Korkut Ali demişken, onun kafası bu hafta Yıldırım yüzünden bi hayli karıştı. Tam sorguda bir çok bilgiye ulaşacakları sırada Yıldırım’ın hareketi Korkut Ali’ye büyük şok oldu. Zira öylesine fevri bir hareketi herkes belki ondan beklerdi ama Yıldırım’dan beklemezdi diye düşünüyorum. Ayrıca Ali’nin istediğinde nasıl sakin ve vakur olabildiğini de görmüş olduk. Tüm sorgu sırasında hareketleri, konuşmaları, her hamlesi çok akılcıydı. Adam kıvırırken bile kontrolünü kaybetmedi. Oldukça hedef odaklı, ne yaptığını bilen bir ajandı.

Herkes Yıldırım’ın Ali’nin delilikleri yüzünden geldiğini düşünedursun ben ondan yeni bir Yıldırım Bozok yaratmak için getirildiğini düşünüyorum. Hatta daha da ileriye gidecek olursam, Yıldırım’dan da iyi bir istihbaratçı yaratmak istiyorlar bence. Korkut Ali’de bu ışık var mı diye düşündüm ve kesinlikle olduğunu söyleyebilirim. Düşünsenize Ali, zor zamanlarda asla ben demeyen, gerektir kendi hayatını gözünü kırpmadan ülkesi için, ülkesinin insanları için verebilecek kadar cesur, kriz anlarında kontrolünü asla kaybetmeyen yetenekli biri. Bazı negatif özellikleri olsa da Suriye’de ve burada yaşananlar onun özel biri olduğunu anlamam için yetti bile ama Yıldırım onda başka bir şeyler daha görüyor : Saklanmış acı.

Yıldırım ve Korkut Ali birbirlerine çok benziyor. İkisinin de geçmişinde acıları var. Yıldırım ailesini, Ali silah arkadaşlarını kaybetti. İkisi de bu acılar üzerine konuşmaktan asla hoşlanmıyor, yaralarını kimseye göstermiyor.

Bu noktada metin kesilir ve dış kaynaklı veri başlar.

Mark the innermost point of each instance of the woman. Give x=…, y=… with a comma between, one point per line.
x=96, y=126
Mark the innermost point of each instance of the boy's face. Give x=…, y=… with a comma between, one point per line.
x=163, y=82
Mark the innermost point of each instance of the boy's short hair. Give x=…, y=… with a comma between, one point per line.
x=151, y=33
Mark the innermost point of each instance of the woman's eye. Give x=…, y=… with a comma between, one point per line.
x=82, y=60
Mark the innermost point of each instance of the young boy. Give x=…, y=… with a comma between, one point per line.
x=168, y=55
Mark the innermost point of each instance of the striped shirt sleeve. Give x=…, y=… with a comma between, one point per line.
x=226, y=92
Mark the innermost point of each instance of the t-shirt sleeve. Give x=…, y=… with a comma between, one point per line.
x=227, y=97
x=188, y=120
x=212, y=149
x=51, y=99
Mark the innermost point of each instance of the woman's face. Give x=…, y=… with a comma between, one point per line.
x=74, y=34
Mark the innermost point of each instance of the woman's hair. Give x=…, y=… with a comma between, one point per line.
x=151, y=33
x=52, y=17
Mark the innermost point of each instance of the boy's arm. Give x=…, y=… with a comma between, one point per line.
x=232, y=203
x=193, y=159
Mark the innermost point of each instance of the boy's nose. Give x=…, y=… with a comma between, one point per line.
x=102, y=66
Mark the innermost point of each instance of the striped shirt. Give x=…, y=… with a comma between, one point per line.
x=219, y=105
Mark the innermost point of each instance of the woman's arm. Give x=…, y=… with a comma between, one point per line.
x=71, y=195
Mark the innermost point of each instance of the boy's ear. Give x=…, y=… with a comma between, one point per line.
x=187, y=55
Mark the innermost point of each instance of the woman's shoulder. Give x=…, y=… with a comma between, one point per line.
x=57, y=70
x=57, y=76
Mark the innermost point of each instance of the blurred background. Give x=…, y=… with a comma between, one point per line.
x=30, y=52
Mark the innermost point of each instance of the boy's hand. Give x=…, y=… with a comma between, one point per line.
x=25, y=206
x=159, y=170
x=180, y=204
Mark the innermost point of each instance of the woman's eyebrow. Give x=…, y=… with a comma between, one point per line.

Ali bu hafta Yıldırım’ın üstüne gittiğinde, Yıldırım Ali’nin de acılarını bildiğini, ona saygı duyduğunu, sormadığını ve aynı hareketi kendisinden de beklediğini belli etti. Dahası Yıldırım bir şekilde ekip arasında bir bağ kurulmasını, duygusal anlamda ilişkilerin çok da gelişmesinden yana değil diye düşünüyorum. Bunun sebepleri elbette vardır ancak ben çok görevle alakası olduğunu sanmıyorum. Bence mesele zaaflar, hiç bir şeyin görevin önüne geçmemesi isteği ama onun Habtorla olan geçmişi bile başlı başına görevin önüne geçen bir durum olmaya başladı ve üzgünüm ki Yıldırım bunun farkında değil.

Yıldırım Bozok, genç ve yetenekli bir ekibin başına getirildiğinde ondan eskiden var olan Sipahi ekibini kurması istendi. Yıldırım gelir gelmez ekibe bazı bağlar kurulmasını istemediğini anlattı. Bunun birçok sebebi vardır ama bence en temel sebebi zaaflar. İnsan duygusal olarak birine bağlanırsa zaaf olur diye düşünüyor olabilir kanaatindeyim. Hiç bir şeyin görevin önüne geçmesini istemiyor ama bence bu duruma çok da engel olamayacak. Yukarıda dediğim gibi bizim vatanımızı sevmemiz için sebeplerimiz olmakla birlikte, içindeki insanlar, köklerimiz bunun en büyük sebebidir diye düşünüyorum. Ha bir de gönül borcu vardır. Vatanı bu yüzden severiz. Yıldırım her ne kadar bunu engellemek istese de kendisi dahil bunu kimse başaramaz zira çoktan birbirlerine yoldaş, arkadaş oldular bile. Özellikle de aynı kökten gelmeyen ama vatana büyük bir aşkla bağlı olan Ezgi’yi düşünecek olursak, bu ekip birbirine kalpten bağlanacak diye düşünüyorum.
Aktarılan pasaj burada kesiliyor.